[edit]
Self-Supervised Learning of ECG and PPG Signals for Multi-Modal Health Monitoring
Proceedings of 2025 2nd International Conference on Machine Learning and Intelligent Computing, PMLR 278:350-358, 2025.
Abstract
Self-supervised multimodal time-series analysis faces critical challenges including cross-domain temporal shifts, sensor noise, and inter-subject variability, which degrade disease classification performance. Existing methods often depend on labeled data or explicit target domain alignment, limiting their clinical practicality. We propose TSTA-Net, a novel framework that integrates: (1) a residual spatiotemporal transformer (STN) to dynamically correct sensor shifts and motion artifacts, (2) a dual-branch Transformer for capturing long-range dependencies, and (3) hierarchical contrastive learning for spatiotemporal alignment of ECG and PPG signals. This integrated approach addresses both temporal dynamics and spatial inconsistencies through joint optimization.
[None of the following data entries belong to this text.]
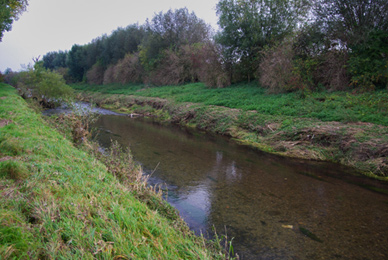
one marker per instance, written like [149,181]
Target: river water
[272,207]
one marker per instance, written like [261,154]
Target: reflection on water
[275,208]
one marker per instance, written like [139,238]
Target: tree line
[285,45]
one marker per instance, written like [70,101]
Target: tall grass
[58,202]
[342,106]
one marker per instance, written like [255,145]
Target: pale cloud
[52,25]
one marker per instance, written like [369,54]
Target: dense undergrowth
[342,106]
[350,129]
[59,202]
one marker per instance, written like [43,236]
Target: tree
[361,28]
[351,21]
[55,60]
[10,11]
[249,25]
[76,62]
[171,30]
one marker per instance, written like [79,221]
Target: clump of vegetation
[60,202]
[47,87]
[286,123]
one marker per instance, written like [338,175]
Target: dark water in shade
[273,207]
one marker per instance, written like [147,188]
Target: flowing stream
[272,207]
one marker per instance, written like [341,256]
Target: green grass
[58,202]
[335,106]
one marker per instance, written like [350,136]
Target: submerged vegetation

On atrial fibrillation detection, TSTA-Net achieves a 9.3% higher F1-score than state-of-the-art self-supervised methods, with ablation studies verifying that the spatiotemporal alignment mechanism contributes 68% of the performance gain. The lightweight framework ($<$1M parameters) reduces annotation dependency while enabling real-time arrhythmia screening on wearable devices, advancing self-supervised learning for practical healthcare applications.